The sixth blind man gave a tug on the elephant’s coarse tail. “Why, this is nothing more than a piece of old rope. Dangerous, indeed,” he scoffed.
While they waited, the six blind men talked about the elephant.
“An elephant is like a wall,” said the first blind man. “Surely we can finally agree on that.”
“A wall? An elephant is a giant snake!” answered the second blind man.
“It’s a spear, I tell you,” insisted the third blind man.
“I’m certain it’s a tree,” said the fourth blind man.
“Magic carpet. There’s no doubt,” said the fifth blind man.
“Don’t you see?” pleaded the sixth blind man. “Someone used a rope to trick us.”
Their argument continued and their shouts grew louder and louder.
“Wall!” “Snake!” “Spear!” “Tree!” “Carpet!” “Rope!”
It was the Rajah, awakened from his nap by the noisy argument.
“How can each of you be so certain you are right?” asked the ruler.
The six blind men considered the question.

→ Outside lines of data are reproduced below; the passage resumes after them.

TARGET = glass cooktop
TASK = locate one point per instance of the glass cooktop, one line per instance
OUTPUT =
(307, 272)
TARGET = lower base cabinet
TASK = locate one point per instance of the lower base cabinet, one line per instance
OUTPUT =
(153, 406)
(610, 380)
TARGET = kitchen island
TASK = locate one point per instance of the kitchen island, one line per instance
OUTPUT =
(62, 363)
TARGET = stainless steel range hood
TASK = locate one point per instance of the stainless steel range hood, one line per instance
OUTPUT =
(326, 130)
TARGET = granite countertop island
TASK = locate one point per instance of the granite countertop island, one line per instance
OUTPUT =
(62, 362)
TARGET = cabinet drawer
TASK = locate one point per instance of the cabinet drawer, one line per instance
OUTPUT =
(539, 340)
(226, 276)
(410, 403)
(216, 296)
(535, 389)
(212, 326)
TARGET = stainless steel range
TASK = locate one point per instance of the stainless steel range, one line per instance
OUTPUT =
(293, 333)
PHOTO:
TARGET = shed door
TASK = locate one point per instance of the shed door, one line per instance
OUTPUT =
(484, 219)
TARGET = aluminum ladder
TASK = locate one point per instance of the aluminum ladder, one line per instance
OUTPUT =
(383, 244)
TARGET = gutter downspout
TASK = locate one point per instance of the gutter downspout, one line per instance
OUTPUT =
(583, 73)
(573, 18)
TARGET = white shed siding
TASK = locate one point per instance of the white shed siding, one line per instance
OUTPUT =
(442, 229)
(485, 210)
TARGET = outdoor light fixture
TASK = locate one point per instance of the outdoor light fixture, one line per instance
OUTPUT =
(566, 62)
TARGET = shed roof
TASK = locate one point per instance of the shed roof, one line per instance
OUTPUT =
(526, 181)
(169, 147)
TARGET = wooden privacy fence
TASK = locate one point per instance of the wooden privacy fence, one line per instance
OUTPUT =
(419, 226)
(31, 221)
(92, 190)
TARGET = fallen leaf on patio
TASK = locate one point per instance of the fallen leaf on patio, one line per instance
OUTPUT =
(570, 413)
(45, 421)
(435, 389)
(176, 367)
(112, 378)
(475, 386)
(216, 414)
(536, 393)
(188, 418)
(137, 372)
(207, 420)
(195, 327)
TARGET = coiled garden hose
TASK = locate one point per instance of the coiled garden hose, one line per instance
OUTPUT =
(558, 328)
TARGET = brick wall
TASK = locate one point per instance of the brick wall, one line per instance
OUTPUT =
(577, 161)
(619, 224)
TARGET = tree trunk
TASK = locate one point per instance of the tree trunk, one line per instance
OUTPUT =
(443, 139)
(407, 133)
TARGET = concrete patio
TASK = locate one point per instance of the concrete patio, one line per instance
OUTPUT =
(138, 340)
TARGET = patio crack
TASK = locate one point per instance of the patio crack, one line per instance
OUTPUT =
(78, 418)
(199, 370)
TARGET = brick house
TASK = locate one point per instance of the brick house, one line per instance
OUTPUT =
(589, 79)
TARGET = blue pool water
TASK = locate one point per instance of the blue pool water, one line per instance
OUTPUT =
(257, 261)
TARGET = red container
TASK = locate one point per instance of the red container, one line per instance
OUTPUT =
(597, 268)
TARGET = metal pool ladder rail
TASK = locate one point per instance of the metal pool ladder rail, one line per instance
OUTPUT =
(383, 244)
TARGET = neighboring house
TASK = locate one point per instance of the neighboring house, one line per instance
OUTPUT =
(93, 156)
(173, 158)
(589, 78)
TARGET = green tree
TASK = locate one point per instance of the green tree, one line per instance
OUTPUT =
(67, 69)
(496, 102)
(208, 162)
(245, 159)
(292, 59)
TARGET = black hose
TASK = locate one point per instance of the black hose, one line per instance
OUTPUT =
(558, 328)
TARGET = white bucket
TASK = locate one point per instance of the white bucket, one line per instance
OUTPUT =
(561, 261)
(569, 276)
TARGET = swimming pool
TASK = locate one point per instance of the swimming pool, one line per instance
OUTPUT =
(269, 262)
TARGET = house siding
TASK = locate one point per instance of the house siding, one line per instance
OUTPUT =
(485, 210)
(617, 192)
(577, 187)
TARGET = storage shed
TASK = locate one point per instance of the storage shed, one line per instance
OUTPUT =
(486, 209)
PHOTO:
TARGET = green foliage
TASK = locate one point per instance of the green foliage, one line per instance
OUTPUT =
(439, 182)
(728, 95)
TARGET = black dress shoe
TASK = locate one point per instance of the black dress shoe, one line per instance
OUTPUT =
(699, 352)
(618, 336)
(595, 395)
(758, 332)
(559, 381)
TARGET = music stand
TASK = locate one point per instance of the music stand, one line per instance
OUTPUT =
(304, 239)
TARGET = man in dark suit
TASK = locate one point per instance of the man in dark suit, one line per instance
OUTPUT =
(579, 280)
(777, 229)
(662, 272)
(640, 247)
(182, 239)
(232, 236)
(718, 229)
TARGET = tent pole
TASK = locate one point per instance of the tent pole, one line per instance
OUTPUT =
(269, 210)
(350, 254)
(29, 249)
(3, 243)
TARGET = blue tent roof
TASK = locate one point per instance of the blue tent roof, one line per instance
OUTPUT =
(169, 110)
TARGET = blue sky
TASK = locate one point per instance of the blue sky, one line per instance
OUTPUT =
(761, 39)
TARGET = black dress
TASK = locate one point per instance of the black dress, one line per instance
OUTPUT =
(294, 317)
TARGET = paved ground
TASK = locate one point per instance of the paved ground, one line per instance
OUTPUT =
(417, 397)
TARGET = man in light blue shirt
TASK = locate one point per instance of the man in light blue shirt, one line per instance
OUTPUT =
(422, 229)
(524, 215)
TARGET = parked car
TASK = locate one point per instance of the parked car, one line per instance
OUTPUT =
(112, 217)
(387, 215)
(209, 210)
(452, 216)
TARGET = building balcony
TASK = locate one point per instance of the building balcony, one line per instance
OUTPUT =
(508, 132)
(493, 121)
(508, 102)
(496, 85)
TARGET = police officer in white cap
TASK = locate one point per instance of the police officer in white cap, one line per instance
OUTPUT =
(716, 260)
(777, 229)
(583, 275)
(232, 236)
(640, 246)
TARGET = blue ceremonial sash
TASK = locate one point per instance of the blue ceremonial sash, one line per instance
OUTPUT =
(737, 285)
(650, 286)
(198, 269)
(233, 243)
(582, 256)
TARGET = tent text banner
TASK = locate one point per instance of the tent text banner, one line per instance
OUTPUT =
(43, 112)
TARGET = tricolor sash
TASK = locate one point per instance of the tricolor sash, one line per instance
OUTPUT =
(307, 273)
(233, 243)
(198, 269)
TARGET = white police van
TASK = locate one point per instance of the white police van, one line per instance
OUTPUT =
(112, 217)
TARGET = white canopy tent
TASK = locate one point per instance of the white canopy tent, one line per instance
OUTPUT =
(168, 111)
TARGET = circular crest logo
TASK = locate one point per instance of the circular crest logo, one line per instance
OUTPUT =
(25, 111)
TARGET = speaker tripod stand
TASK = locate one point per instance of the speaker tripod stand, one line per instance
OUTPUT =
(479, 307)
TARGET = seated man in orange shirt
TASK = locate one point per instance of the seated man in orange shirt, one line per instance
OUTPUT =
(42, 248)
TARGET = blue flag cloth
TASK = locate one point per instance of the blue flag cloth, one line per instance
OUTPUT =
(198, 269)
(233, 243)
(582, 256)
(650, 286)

And then, knowing the Rajah to be a very wise man, they decided to say nothing at all.
“The elephant is a very large animal,” said the Rajah kindly. “Each man touched only one part. Perhaps if you put the parts together, you will see the truth. Now, let me finish my nap in peace.”
When their friend returned to the garden with the cool water, the six men rested quietly in the shade, thinking about the Rajah’s advice.
“He is right,” said the first blind man. “To learn the truth, we must put all the parts together. Let’s discuss this on the journey home.”
The first blind man put his hand on the shoulder of the young boy who would guide them home. The second blind man put a hand on his friend’s shoulder, and so on until all six men were ready to travel together.
If we believe that the knowledge we possess is the absolute truth, then we lose our openness and we are no longer able to get in touch with any deeper truth.
If you consider something to be the truth and if you are attached to that, you are caught. Even when the truth itself comes and knocks at your door, you will not open it. We should not be too sure of anything.